Vanishing white matter disease (VWM) astrocytes over-express glial fibrillary acidic protein δ (GFAPδ) and αB-crystallin. (A) Dysmorphic astrocytes in the white matter of a VWM patient (VWM3) are strongly GFAPδ-positive. Immunoreactivity extends far into the processes (inset). (B) Higher amounts of GFAPδ are detected by Western blot of white matter lysates from 3 VWM patients vs. age-matched non-neurological disease controls. The upper blot shows GFAPδ (49 kDa) and the lower blot, the loading control glyceraldehyde-3-phosphate dehydrogenase (GAPDH) (37 kDa). (C) q-PCR of the same patients and controls confirms that GFAPδ expression is significantly increased at the mRNA level (p = 0.005, error bars = SDs). The abundance of the mRNA transcripts of the predominant isoform GFAPα is comparable (p = 0.4). (D) Dysmorphic VWM astrocytes also over-express αB-crystallin, shown colocalizing with the astrocytic marker vimentin (patient VWM3). (E, F) Similar GFAPδ (E) and αB-crystallin (F) expression is found in the white matter of the Alexander disease (AXD) patient, with strong perivascular αB-crystallin-immunoreactivity consistent with Rosenthal fibers (F). Note the normal morphology of AXD astrocytes (E). In all pictures nuclei are stained with DAPI (blue).

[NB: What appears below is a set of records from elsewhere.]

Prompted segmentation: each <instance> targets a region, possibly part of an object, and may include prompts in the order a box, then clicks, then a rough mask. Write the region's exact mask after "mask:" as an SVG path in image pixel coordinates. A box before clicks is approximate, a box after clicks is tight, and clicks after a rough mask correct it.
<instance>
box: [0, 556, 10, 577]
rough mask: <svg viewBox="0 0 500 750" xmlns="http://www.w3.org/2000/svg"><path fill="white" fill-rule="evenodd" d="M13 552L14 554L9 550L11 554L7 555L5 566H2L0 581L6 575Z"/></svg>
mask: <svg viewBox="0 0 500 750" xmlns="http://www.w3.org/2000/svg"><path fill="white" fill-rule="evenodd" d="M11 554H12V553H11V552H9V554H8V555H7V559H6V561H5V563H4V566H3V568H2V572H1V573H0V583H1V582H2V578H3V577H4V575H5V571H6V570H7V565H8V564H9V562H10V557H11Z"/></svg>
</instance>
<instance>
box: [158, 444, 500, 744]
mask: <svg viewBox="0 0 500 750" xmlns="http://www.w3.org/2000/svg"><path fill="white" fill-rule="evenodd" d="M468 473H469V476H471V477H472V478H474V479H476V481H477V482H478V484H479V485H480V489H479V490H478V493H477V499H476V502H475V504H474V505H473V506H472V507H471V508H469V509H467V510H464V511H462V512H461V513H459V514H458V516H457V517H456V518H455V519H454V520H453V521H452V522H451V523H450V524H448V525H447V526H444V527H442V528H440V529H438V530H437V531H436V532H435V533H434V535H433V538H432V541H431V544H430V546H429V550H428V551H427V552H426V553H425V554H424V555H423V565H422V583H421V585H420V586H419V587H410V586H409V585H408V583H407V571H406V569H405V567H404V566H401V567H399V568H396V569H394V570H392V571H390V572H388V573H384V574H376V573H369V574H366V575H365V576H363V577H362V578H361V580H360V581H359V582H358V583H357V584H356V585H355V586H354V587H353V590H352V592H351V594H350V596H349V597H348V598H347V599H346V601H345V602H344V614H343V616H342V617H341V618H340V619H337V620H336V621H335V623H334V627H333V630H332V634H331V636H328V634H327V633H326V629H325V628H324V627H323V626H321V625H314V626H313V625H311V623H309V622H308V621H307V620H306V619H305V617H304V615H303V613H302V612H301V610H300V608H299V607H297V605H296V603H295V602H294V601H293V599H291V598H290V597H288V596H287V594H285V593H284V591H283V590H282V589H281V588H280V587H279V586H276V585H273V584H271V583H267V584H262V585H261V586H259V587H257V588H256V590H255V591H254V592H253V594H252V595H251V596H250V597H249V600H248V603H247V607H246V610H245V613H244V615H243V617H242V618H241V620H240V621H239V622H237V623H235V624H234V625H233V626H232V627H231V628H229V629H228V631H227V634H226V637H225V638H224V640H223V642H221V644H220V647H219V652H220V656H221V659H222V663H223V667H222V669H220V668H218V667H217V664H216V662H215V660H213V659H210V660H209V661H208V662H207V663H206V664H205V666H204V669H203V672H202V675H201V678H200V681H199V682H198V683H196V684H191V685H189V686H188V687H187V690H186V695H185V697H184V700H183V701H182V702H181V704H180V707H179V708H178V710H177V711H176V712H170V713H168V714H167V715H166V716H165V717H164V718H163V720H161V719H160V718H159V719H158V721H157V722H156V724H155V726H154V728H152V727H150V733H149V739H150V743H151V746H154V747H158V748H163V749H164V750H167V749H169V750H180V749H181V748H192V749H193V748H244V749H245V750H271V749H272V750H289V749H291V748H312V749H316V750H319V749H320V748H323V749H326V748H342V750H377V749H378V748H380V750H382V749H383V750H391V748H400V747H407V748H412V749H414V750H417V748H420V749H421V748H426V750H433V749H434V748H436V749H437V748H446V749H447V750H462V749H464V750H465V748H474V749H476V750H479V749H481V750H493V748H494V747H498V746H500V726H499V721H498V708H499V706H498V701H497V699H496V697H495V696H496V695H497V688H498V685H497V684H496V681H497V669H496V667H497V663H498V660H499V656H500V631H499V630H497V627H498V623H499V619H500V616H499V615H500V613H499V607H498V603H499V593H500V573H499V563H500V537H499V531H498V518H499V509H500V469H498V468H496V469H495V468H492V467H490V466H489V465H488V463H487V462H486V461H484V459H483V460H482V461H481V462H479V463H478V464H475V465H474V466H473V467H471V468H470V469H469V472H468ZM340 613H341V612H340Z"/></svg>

Original magnifications: A, E, F, 200×; (A, inset) 630×; D, 400×.

Figure 5

Increased density of oligodendrocyte progenitor cells (OPCs) in the white matter of Vanishing white matter (VWM) patients. (A) There are higher numbers of OPCs in the white matter of VWM patients vs. controls as revealed by both platelet-derived growth factor α (PDGFRα) (p < 0.0001) and NG2 immunoreactivity (p = 0.001) (n = 5 patients, 3 controls; bars = SD). (B) Cell counts of Ki-67-positive OPCs show increased proliferation in VWM patients vs. non-neurological controls (p = 0.01) (n = 5 patients, 3 controls; bars = SD). (C–G) Both PDGFRα and NG2 antibodies identify cells with nuclear olig2-positivity (C, patient VWM295; D, patient VWM99) and little cytoplasm with multiple short branches (E–G, patient VWM367; PDGFRα). The olig2 antibody also labels cells with cytoplasmic immunoreactivity (uppermost cell in C; lower cell in D). These cells are presumably immature astrocytes. Nuclei in (C) and (D) are stained with DAPI (blue). Original magnifications: C, see bar; E, 200×; D, F, G, 400×.